From antigenic variation to cell cycle progression: a functional analysis of the putative "var" gene regulator PfSET10 and its interaction partners in "Plasmodium falciparum"

Plasmodium falciparum causes the most devastating form of human malaria. Its remarkable replication potential is crucial to overcoming the complex life cycle bottlenecks. During blood-stage infection, parasites undergo repeated rounds of red blood cell (RBC) invasion and asexual replication that rapidly increase the parasite load in the human host. To avoid parasite clearance by the adaptive immune system, P. falciparum employs antigenic variation of surface antigens, such as P. falciparum erythrocyte membrane protein 1 (PfEMP1). Furthermore, PfEMP1 medi-ates cytoadherence of infected RBCs to vascular endothelium, which on the one hand prevents their passage through and removal by the spleen and on the other hand contributes strongly to malaria pathogenesis. Hence, the massive parasite replication combined with antigenic variation is crucial to parasite survival and transmission, and at the same time a major cause for severe disease outcomes.

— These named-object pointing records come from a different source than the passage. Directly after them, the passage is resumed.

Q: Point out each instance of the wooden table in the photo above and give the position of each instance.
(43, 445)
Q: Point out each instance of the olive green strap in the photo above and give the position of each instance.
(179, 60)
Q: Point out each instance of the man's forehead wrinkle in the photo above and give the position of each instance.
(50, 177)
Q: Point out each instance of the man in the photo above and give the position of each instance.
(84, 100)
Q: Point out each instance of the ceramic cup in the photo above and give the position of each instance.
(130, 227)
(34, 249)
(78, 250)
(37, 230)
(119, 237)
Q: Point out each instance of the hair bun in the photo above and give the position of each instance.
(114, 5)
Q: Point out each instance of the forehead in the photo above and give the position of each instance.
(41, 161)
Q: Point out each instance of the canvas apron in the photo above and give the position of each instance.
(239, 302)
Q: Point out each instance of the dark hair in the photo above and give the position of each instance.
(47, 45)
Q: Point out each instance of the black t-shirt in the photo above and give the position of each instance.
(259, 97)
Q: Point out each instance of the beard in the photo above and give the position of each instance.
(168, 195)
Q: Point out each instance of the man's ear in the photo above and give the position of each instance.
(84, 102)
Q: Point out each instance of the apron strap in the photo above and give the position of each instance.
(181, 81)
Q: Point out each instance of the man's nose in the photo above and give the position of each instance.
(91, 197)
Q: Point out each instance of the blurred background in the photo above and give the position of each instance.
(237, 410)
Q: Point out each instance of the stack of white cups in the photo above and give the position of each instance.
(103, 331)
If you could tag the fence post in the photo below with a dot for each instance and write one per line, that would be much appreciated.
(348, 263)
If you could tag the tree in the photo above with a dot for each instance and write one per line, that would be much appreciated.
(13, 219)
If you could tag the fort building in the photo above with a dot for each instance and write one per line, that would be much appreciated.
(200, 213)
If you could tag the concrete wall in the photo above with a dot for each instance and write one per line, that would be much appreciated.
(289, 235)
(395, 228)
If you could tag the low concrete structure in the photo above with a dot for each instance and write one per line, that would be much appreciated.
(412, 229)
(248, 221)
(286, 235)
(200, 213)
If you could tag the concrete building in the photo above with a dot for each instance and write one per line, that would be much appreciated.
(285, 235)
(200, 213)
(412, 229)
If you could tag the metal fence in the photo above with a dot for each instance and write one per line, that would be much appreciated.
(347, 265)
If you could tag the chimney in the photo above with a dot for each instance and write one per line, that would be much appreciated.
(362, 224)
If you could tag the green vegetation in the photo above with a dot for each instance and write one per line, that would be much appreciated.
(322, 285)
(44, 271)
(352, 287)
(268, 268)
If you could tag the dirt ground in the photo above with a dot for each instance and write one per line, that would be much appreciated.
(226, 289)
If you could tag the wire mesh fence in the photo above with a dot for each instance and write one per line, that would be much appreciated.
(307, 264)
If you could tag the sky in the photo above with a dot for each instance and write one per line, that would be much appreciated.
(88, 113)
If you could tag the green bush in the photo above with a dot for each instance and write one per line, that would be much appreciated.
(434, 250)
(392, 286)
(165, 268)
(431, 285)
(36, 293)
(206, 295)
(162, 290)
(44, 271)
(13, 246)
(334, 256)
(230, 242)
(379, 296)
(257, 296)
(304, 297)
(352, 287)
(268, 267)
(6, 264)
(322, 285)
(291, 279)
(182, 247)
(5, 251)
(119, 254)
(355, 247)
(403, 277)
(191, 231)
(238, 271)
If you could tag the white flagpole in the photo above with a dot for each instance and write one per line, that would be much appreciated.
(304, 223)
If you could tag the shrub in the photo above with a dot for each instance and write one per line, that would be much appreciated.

PfEMP1 is encoded by 60 var gene paralogs, which are expressed in a mutually exclusive man-ner. var gene activation and switching are associated with nuclear repositioning to a specific perinuclear site termed var gene expression site (VES). However, the molecular details of the underlying regulatory mechanisms have yet to be entirely understood. To date, PfSET10 re-mains the only protein presumed to exclusively localise to the VES. Hence, during my PhD studies, I set out to scrutinize the role of PfSET10 and further describe its role in antigenic varia-tion. Additionally, I aimed to identify and characterise additional proteins associated with the VES. In the first study, I could convincingly rule out that PfSET10 regulates var gene expres-sion, thereby correcting the long-standing model of var gene regulation. The results from co-immunoprecipitation and in vivo proximity-dependent biotinylation experiments using PfSET10 as bait provide the foundation for the second study, where I conducted functional analyses of putative PfSET10 interaction partners. Here, the conditional knockout of one of these factors (Pf3D7_1322300) prevents further rounds of genome replication beyond the first S-phase dur-ing schizogony and male gametogenesis. This unique loss-of-function phenotype highlights that Pf3D7_1322300 is an essential and novel component of the parasite's replication machinery and provides the first evidence for an intra-S-phase checkpoint-like activities in P. falciparum. Moreover, we found that the PfSET10 complex interacts with the cohesin complex at the peri-centromeric region, thereby, our study provides the foundation for the intriguing possibility that the VES may be tethered via an unknown mechanism to the CP or the centromeric cluster. In the third study, we investigated the three Aurora-related kinase of malaria parasites and gained valuable insight into their expression dynamics and subcellular localisation to mitotic structures and cell division machinery during schizogony and gametocytogenesis. Collectively, the work presented here provides fascinating new insight into the molecular mechanisms underlying the control of cell cycle progression and var gene regulation, offering new perspectives for future research.